今季プレミアリーグに戻ってきたアストン・ヴィラ。

新シーズンに向けた新戦力として、クルブ・ブルッヘから22歳のブラジル人FWウェズレイ・モライスをクラブ史上最高額となる2200万ポンド(29億円)で獲得した。

190cm93kgという巨漢なウェズレイの生い立ちは壮絶だったようだ。『Guardian』が伝えている。

9歳で父親を亡くした後はネジを選別する工場で働いていたそう。子供の頃はフットサルに興じていたという彼はフットボールに救いを求める。

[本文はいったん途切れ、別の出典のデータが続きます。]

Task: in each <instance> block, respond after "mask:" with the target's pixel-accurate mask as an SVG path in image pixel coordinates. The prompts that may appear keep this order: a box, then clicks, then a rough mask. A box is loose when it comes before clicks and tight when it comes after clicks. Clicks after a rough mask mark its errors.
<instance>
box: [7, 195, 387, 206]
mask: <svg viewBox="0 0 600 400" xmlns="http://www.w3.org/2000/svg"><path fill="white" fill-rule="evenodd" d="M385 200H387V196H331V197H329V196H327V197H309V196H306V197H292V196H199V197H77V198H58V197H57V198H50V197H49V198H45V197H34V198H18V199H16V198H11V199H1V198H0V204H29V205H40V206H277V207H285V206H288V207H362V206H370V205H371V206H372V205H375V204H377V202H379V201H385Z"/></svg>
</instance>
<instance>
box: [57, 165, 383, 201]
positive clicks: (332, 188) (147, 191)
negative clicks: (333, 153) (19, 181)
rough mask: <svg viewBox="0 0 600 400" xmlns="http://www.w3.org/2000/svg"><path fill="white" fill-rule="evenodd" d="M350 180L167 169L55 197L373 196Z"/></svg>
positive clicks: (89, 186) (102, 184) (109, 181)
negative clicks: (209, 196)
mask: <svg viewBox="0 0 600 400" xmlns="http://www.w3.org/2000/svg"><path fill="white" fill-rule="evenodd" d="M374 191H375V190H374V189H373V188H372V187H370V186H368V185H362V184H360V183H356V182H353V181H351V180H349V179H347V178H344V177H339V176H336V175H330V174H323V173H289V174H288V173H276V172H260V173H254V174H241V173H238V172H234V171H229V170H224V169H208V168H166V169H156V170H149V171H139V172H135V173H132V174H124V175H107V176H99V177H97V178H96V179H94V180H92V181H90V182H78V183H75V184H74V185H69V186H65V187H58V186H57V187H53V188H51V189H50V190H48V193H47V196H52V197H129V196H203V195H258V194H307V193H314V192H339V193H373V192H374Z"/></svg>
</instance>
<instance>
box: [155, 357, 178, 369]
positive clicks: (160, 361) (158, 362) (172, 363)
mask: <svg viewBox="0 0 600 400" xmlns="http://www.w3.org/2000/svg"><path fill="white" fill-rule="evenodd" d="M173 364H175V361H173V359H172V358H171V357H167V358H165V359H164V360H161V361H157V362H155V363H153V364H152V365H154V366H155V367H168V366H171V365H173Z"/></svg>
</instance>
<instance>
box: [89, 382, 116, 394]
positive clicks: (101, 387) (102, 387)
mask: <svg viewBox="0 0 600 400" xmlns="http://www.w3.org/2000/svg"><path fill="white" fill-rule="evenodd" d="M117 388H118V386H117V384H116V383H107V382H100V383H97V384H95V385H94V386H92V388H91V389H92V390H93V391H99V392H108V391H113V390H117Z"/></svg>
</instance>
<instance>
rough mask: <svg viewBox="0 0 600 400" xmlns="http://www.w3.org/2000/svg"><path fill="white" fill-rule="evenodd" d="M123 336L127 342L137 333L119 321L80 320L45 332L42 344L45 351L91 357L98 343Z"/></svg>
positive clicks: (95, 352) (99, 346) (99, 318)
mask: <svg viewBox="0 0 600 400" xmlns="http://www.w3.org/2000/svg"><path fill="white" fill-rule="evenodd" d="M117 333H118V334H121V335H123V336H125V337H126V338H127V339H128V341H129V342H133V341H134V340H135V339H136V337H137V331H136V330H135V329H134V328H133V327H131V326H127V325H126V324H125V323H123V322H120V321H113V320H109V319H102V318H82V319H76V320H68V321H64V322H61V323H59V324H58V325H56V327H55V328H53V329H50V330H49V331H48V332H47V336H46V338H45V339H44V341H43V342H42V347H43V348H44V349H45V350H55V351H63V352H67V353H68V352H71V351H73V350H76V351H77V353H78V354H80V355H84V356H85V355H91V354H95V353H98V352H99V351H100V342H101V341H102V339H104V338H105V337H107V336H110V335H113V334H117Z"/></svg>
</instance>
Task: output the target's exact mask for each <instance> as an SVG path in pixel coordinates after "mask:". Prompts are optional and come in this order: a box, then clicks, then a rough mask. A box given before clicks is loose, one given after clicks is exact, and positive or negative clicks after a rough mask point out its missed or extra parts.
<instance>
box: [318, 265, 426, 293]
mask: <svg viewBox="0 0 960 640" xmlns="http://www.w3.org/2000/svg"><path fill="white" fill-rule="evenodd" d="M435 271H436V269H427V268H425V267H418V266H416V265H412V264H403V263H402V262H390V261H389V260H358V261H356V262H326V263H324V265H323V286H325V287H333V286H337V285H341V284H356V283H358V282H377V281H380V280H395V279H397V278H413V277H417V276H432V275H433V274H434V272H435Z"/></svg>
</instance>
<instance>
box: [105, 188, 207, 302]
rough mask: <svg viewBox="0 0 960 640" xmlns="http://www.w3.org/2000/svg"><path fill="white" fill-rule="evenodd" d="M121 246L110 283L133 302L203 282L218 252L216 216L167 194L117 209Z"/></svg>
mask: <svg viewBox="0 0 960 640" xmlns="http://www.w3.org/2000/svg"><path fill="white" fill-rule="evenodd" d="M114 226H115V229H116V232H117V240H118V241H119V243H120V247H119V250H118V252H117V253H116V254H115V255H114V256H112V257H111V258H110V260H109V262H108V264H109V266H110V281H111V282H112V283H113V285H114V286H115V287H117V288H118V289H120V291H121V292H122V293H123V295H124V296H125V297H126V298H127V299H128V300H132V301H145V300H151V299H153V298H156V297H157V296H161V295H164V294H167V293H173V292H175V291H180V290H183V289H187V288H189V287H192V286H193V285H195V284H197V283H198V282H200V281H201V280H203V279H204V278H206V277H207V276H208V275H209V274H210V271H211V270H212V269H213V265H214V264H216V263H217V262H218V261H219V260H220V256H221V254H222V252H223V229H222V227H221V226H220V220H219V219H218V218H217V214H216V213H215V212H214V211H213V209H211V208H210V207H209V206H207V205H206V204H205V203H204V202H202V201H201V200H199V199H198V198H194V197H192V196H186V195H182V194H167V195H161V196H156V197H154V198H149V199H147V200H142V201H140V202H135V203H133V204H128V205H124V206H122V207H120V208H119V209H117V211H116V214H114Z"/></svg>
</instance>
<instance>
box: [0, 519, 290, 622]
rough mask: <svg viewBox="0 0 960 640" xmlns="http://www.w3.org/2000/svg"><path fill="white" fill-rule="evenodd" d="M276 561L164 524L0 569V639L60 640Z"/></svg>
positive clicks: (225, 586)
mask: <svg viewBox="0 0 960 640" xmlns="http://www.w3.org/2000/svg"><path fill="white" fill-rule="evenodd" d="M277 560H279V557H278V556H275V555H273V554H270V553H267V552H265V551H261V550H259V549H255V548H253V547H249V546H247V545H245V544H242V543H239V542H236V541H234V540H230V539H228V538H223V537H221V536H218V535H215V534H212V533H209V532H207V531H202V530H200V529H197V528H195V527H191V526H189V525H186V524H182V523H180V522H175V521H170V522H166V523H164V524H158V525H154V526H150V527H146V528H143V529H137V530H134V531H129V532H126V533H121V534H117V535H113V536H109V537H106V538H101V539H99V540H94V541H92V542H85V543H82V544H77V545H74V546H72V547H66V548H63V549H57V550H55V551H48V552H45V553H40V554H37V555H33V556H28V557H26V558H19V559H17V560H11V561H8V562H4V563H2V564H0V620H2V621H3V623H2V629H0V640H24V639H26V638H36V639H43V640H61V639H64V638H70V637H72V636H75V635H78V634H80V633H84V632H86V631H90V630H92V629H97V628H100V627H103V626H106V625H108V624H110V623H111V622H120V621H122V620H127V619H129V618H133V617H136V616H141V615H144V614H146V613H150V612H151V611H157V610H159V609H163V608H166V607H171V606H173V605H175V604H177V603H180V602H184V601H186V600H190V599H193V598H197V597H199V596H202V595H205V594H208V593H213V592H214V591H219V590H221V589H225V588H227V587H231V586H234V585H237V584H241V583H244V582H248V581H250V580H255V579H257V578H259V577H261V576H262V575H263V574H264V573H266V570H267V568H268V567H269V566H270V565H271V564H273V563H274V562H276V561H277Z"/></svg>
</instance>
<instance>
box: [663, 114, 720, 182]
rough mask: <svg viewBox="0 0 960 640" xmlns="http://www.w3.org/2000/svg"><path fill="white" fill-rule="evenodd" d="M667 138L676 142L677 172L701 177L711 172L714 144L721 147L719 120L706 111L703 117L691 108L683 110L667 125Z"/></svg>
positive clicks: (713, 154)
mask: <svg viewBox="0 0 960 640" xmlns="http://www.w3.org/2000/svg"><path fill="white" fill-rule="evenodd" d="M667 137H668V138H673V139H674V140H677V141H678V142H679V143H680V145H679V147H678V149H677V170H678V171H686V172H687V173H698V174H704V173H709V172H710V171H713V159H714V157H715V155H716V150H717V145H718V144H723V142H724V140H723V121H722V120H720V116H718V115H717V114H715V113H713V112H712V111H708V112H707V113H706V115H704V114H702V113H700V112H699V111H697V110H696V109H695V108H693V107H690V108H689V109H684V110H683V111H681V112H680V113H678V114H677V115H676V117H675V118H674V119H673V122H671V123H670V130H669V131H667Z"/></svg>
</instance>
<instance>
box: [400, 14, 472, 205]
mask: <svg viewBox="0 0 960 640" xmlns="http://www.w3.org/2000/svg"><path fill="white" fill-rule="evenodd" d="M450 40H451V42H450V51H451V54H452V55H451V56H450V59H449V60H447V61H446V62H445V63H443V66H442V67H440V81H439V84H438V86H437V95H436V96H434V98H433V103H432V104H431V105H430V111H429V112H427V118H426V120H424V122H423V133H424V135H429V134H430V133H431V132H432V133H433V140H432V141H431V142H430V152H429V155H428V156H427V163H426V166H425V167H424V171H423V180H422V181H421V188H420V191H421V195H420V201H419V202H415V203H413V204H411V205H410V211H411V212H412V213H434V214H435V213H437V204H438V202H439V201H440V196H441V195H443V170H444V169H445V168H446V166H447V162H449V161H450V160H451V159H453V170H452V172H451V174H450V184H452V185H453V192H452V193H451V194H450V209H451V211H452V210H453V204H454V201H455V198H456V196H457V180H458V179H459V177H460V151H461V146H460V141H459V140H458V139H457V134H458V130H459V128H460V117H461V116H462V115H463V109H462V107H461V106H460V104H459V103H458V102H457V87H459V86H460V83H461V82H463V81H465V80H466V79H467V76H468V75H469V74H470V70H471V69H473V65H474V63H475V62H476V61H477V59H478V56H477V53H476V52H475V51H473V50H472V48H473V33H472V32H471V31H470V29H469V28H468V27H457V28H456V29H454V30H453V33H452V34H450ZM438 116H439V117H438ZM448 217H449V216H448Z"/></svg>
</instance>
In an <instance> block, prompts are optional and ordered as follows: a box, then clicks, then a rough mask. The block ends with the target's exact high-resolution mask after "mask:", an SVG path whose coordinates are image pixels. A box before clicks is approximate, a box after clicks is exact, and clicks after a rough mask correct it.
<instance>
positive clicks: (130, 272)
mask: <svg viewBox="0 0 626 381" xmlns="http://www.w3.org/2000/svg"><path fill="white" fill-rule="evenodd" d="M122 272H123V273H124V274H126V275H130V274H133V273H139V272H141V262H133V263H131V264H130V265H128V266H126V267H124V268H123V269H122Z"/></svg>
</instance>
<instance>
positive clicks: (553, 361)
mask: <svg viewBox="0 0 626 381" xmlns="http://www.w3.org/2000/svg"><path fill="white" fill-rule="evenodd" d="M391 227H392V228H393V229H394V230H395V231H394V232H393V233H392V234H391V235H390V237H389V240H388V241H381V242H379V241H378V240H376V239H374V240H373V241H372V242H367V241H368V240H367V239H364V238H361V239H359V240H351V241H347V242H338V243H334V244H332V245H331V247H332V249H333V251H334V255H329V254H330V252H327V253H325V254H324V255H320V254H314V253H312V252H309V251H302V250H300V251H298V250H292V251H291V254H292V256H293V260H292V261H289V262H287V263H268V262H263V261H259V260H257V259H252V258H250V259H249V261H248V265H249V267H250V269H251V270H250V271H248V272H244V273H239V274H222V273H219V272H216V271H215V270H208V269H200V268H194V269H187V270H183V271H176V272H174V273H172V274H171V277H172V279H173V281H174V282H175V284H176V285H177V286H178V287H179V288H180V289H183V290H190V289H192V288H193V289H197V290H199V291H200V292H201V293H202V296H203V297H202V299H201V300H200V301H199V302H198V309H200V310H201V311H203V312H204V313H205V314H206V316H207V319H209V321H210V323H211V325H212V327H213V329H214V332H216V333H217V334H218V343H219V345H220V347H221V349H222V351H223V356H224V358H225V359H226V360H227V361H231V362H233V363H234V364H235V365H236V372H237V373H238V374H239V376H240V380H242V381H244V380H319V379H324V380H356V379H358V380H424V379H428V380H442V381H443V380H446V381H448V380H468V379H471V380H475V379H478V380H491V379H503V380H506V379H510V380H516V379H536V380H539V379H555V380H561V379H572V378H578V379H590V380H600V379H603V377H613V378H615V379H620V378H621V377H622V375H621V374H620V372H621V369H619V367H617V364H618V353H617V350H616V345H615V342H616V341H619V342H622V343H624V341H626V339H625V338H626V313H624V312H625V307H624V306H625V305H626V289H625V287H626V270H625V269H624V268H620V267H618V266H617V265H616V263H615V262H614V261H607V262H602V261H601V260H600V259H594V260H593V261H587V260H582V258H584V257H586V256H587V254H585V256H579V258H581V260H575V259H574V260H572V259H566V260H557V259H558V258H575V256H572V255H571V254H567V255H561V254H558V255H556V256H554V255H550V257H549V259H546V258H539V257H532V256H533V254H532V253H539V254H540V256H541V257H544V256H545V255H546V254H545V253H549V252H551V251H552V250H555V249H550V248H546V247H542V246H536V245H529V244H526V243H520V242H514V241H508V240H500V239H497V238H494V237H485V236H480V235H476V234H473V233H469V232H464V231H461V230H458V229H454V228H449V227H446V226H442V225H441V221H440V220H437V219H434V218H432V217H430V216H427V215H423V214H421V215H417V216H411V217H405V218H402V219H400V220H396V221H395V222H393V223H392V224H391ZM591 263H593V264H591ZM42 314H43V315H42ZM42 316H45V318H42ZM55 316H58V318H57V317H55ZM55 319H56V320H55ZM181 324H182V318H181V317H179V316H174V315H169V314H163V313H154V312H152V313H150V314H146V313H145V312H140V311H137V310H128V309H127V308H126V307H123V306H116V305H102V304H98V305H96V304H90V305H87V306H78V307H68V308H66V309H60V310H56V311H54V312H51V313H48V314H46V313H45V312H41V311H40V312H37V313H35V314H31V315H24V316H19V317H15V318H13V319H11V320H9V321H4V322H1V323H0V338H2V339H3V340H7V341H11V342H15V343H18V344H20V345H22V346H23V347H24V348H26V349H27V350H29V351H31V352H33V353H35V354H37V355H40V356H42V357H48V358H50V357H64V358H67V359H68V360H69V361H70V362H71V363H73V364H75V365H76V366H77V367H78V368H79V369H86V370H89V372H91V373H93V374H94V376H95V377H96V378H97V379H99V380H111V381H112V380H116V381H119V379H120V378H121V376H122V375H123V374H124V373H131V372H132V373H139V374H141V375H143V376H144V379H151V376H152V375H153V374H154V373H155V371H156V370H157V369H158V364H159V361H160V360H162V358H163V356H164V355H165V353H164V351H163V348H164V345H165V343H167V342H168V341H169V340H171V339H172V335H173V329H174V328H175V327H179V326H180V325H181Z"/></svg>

契約を勝ち取ろうとヨーロッパ中を渡り歩き、アトレティコ・マドリーのU-17チームでは3か月を過ごし、大会でゴールも決めた。ただ、結局はブラジルに帰国し、工場に戻ることに。

その後、スロバキアのトレンチーンでの1カ月のトライアルが契機になった。当時、本人は攻撃的MFとしてプレーしたがっていたものの、資質を見抜いたトレンチーン関係者がストライカーにコンバート。

それが当たり、ブルッヘへとステップアップする。ただ、まだピッチ内外で学ぶべきことが多く、ブルッヘのマネージャー曰く、「本当に必要なものを買うために一緒にスーパーマーケットに行った」とか。

また、加入当初は相手の挑発的なキックに激昂して何度も退場になり、周囲はスマートさを身に着けるように説いたという。

高さだけでなく、強さと速さを併せ持つパワフルストライカーだ。

そんなウェズレイは15歳の若さで父親になった。最初は息子、そして1年後には女の子を授かったそう。

さらに、彼はガリンシャと同じように左右の足の長さが違うという身体的特徴を持っている。19歳で加入したブルッヘでは当初は故障が憂慮されたというものの、本人はそのことで問題を抱えたことは一度もないそう。

そんなウェズレイはブルッヘ時代からすでに英語の勉強をしていたとか(移籍直後のインタビューはポルトガル語だったが)。

8月10日に開幕するプレミアリーグで注目したい選手のひとりだ。ちなみに、開幕戦の相手はトッテナム。